Remember, everyone is important
Disney uses the acronym RAVE – respect, appreciate and value everyone. This first strategy is about truly appreciating every staff member and customer. It involves getting to know your staff and letting them know you; truly bonding as a team for the betterment of the practice. Take time to give employees and customers the information they need. Make every staff member feel trusted and valued so that they can, in turn, pass on this sense of respect to customers. Make the customer king, as Feargal Quinn says, and they’ll come back again. Now, more than ever, we need that.

Break the mould
There’s no better time than during periods of change to step back and look at your practice. Ask yourself:
• Does it run fluidly in your absence?
• Are there clear lines of accountability, responsibility and authority?
• Are decisions made easily and efficiently?
• Does information flow smoothly?
• Do answers get to the right people quickly? 
     
Disney quotes its response to 9/11, when revenues dropped and uncertainty reigned. Each of us needs to respond carefully to our change in circumstances. We’ve been through the PRSI dispute in years past and survived; this time all practices are in the same position. We also need to support and help each other through our Association.

Make your people your brand
Just as the Disney experience shows the Disney brand, the ‘cast members’ make the Disney experience special to all of us lucky to have been to their world.

In terms of dental practice, this is a great time to improve customer service, as staff know there is some danger of job losses, pay cuts or pay freezes. Nothing concentrates the mind better than fear. It’s essential to communicate that we’re in the customer service business and, as such, each person entering our practice or calling on the phone is essential and pays the bills. It is time to see customers as individuals, rather than categorising them as PRSI, medical card or private patients. It’s essential your staff are the best they can be and that they treat the customer in an extra special way.

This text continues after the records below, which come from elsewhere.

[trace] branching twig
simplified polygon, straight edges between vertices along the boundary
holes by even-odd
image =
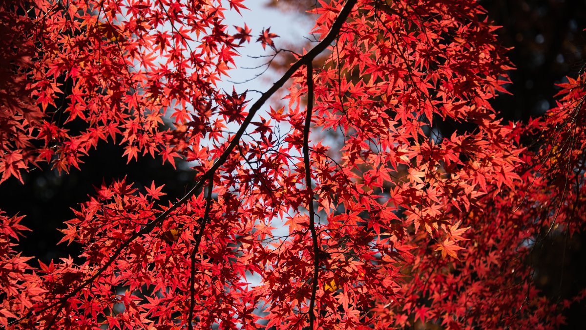
[[[307,114],[305,115],[305,126],[303,127],[303,160],[305,164],[305,186],[307,188],[307,208],[309,211],[309,231],[311,231],[311,241],[314,246],[314,281],[311,284],[311,300],[309,301],[309,330],[314,330],[314,306],[315,304],[315,291],[318,289],[318,271],[319,271],[319,247],[318,245],[318,235],[315,233],[314,221],[314,190],[311,187],[311,167],[309,164],[309,126],[311,124],[311,115],[314,109],[314,67],[310,61],[307,63]]]
[[[207,186],[207,197],[206,198],[206,211],[203,214],[203,220],[202,220],[202,224],[199,227],[199,233],[195,238],[195,246],[193,247],[193,251],[191,252],[191,276],[189,277],[189,317],[187,319],[188,329],[193,330],[193,326],[191,324],[191,320],[193,318],[193,307],[195,302],[195,255],[197,254],[199,250],[199,243],[202,241],[202,237],[203,236],[203,231],[206,228],[206,224],[207,223],[207,218],[210,214],[210,208],[212,206],[212,190],[214,187],[214,177],[212,176],[210,178],[210,184]]]

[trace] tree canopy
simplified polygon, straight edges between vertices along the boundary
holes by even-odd
[[[0,214],[3,328],[563,324],[586,291],[544,296],[528,258],[584,227],[583,76],[505,120],[490,100],[514,68],[477,2],[308,6],[297,53],[230,32],[243,0],[0,2],[1,181],[79,169],[100,140],[196,173],[168,203],[165,182],[97,185],[64,219],[79,261],[33,262],[26,210]],[[255,41],[292,63],[253,99],[219,87]]]

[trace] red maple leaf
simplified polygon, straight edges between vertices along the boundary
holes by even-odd
[[[244,28],[239,28],[236,25],[234,25],[234,27],[236,28],[236,31],[238,31],[238,33],[232,36],[234,37],[234,39],[239,39],[240,40],[240,42],[239,42],[238,44],[242,45],[245,41],[250,43],[250,37],[253,36],[252,35],[250,34],[252,29],[249,29],[246,23],[244,23]]]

Create magic through training
Following on from the above point, we must train our staff in customer service. We do this, firstly, by looking at how we perceive our customers. On too many occasions I’ve listened to dentists complaining of a medical card patient having a new car; this is then picked up by the staff and they develop a similar attitude. Today we need every patient. Jay Geier says in his lecture that a great patient is one who is alive in your chair or one who turns up.

Disney said that like the seven dwarfs, there are seven service guidelines:
1. Be Happy – smile
2. Be Sneezy – greet and be contagious
3. Don’t be Bashful – create customer contacts
4. Be like Doc – immediate service and recovery
5. Don’t be like Grumpy
6. Be like Sleepy – create dreams and magical guest experiences
7. Don’t be Dopey – thank everyone for attending.

Eliminate hassles
Make sure everything flows easily, and this should be easier without the multitude of forms!
Constantly seek ways to make it easier for patients to accept and pay for treatment. Like Disney, we need, as the leader, to listen to staff and customers to identify problems. Members of staff should never come to us with a problem without suggesting a solution.

Finally, do we have to invest in new technology to improve our systems? The recent need to bring patients in to claim one final eligible course of treatment shows how computerisation can help; some practices even managed to text patients of the need to attend. Of that, no doubt, Disney would approve.